Our results are in agreement with a study demonstrating that in the prefrontal cortex, layer 5 PV-FS interneurons driven by callosal inputs preferentially target thick-tufted but not thin-tufted pyramidal neurons in layer 5 (Lee et al. 2014). However, this preferential innervation of thick-tufted neurons is not coincident with other report studying the contribution of callosal input in layer 5 circuits of the auditory cortex (Rock and Apicella 2015); these authors show that a larger PV-FS dependent inhibitory input was triggered by callosal input on layer 5 corticocortical (medium-size regular spiking pyramidal neurons) vs corticocollicular pyramidal neurons (bursting cells with large somas). This divergence among studies, including our results, suggests that the local structure of the callosal circuits is highly specialized across different cortical areas, particularly in layer 5. In our experiments, photostimulation of PV-FS neurons resulted in larger IPSCs in L5BL with respect to L5Bm pyramidal neurons, indicating that stronger PV-FS dependent feed-forward inhibition in the former was not a particular feature of the callosal projection, but a general property of the organization of retrosplenial local microcircuits.

We have demonstrated that, in our conditions, the reversal potential of the callosal response in L2/3 pyramidal neurons is more negative than the AP threshold, making unlikely their recruitment in response to this type of stimulus. Notice that in our recordings, the Nernst equilibrium potential for Cl⁻ was about − 70 mV, while in physiological conditions, it may be closer to − 85 mV, and therefore, we expect the physiological reversal potential of the callosal response to be still more hyperpolarized. Importantly, the exact same situation described here also applies for the response of superficial pyramidal neurons to local input arising from groups of neighbor superficial cells (Mateo et al. 2011; Avermann et al. 2012).

We also failed to detect an increase in the recruitment of superficial pyramidal cells in response to 10–15 and 40 Hz trains of callosal input. Moreover, the firing activity evoked in these neurons by intracellular current injection was reduced when a train of contralateral input was simultaneously applied, demonstrating a direct inhibitory effect of the callosal input on these neurons even in a context of sustained presynaptic activity, similarly to what occurs during an up state. Indeed, under 40 Hz stimulation, EPSCs and IPSCs similarly depressed on L2/3 pyramidal cells, suggesting that the reversal potential of the response was maintained even in these conditions.
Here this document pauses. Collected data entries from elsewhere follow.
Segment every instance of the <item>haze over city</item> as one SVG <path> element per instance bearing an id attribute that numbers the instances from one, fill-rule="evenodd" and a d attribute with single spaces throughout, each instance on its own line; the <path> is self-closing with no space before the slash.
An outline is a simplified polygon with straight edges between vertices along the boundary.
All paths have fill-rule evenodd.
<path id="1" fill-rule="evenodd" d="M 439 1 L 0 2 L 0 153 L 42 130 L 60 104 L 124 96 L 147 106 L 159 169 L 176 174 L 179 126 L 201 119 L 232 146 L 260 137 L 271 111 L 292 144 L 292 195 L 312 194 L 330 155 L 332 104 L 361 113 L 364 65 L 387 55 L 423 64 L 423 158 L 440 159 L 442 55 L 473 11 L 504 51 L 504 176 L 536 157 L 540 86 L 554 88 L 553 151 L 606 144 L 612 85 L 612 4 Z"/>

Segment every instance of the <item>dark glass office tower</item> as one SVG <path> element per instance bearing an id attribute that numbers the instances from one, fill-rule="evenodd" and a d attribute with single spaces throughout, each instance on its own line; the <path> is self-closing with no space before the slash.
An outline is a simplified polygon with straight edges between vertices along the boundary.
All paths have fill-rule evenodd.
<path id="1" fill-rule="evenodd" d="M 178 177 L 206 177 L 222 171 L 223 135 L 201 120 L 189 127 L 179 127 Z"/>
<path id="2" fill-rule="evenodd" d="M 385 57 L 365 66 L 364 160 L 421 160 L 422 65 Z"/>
In contrast, L5BL pyramidal neurons in upper layer 5B often responded with suprathreshold PSPs to contralateral input. The dense code implemented by these neurons partially depends in their special intrinsic electrophysiological properties (Lee et al. 2014), but we also show that the reversal potential of the callosal response in these neurons was more positive than their threshold potential for firing, suggesting a role for synaptic mechanisms. In the barrel cortex, the excitatory to inhibitory balance of the synaptic currents elicited by local input is more favorable to excitation on pyramidal neurons in layer 5 vs those of layers 2/3 (Adesnik and Scanziani 2010), most likely leading to a more depolarized reversal potential of the synaptic response in the formers, as in our case. The difference observed in the response properties among L2/3 and L5BL pyramidal neurons were further increased in response to 40 Hz trains of contralateral stimuli, as a result of the stronger depression of IPSCs on the latter. In the future, it would be of interest to investigate the mechanisms underlying this observation. Overall, the tight similarities between the properties of the responses of L2/3 and L5BL pyramidal neurons to contralateral CPNs described here and the properties of the responses of these neurons to local inputs from superficial pyramidal neurons of the same cortical column reported in other studies further support the hypothesis of an integrative role of the callosal projection in the retrosplenial cortex.